Quorum deployments
To run our applications in secure enclaves, we built QuorumOS: a minimal, immutable, and deterministic Linux unikernel build system for use cases that require high security and accountability. QuorumOS also contains an initialization and attestation framework for running applications within this environment.
Each instance of QOS is configured with a Quorum Set – A group of individuals who hold shares of a service’s master secret. This master secret is also called the Quorum Key.
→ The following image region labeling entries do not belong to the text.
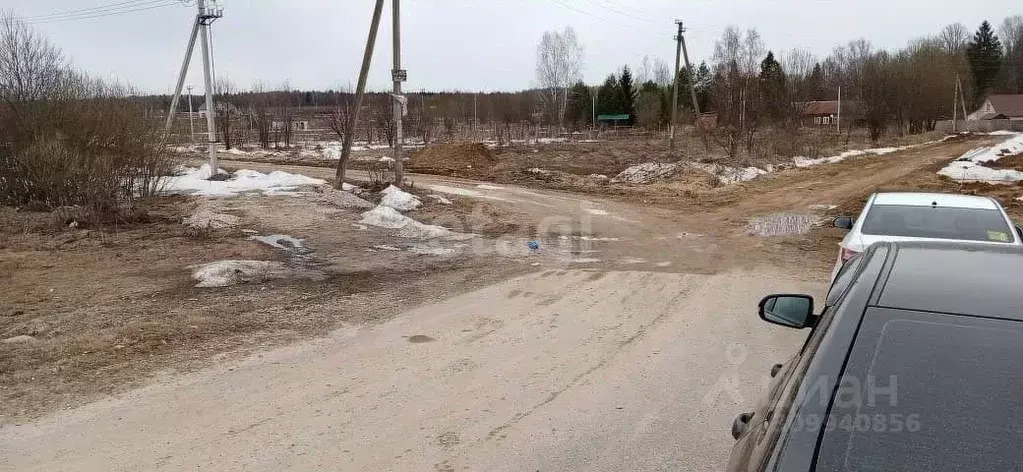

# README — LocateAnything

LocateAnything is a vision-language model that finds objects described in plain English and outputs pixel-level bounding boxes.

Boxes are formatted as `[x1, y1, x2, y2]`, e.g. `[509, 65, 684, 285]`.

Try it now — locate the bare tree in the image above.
[249, 82, 273, 149]
[654, 57, 672, 87]
[536, 28, 583, 126]
[636, 55, 654, 85]
[938, 23, 970, 54]
[275, 82, 295, 147]
[214, 78, 238, 149]
[998, 14, 1023, 93]
[0, 13, 170, 212]
[327, 92, 352, 141]
[781, 48, 817, 125]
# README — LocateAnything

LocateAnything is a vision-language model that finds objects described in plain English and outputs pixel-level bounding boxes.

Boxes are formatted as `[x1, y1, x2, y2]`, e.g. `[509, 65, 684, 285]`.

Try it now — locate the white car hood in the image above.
[842, 232, 1016, 252]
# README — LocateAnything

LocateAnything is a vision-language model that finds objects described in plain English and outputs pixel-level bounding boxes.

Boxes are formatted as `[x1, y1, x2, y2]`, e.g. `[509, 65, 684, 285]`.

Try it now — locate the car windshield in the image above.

After the service is launched, QOS responds to attestation requests and waits to receive key shares from QOS Operators or members of the Quorum Set. Once a threshold number of shares have been sent into the enclave it will reconstruct its core secret and launch the application it was provisioned with. This process is outlined in the images below:
Remote attestation is the process by which core attributes of a machine can be retrieved and verified from a remote location. The enclave’s secure co-processor, in this case AWS’s NSM, observes the enclave as it is being launched and records certain important values such as the hash of the enclave image, the hash of the kernel, and the hash of the boot filesystem. This means that each attestation request verifies that the code actually running in the enclave is only the code we expect to be running.
After initialization, a user of the system can request an attestation document from the enclave. This document will be signed by AWS PKI and can be validated using the process outlined here.
Every single artifact in our critical application infrastructure builds deterministically. Because of this, we can verify precisely what is running in every enclave in our infrastructure at any point in time. This is an area where Turnkey is completely differentiated.
As described above in the description of QOS, each enclave application is provisioned at launch with a set of key shares that, when a quorum is reached, is reconstructed into a master secret.
At Turnkey we actively use this remote attestation process during that enclave provisioning flow. After deploying a new release of any Turnkey enclave application, QOS Operators verify that an enclave is running a particular version of the application by actually building it themselves and verifying the value they received after building against those provided in the attestation document from the NSM. Once confirmed, they use a defined Production Laptop Provisioning Flow to post in their key share to the enclave application.
We hope to expose this functionality to clients directly soon, to create a new paradigm of transparency and verifiability in a SaaS product and encourage others to follow suit.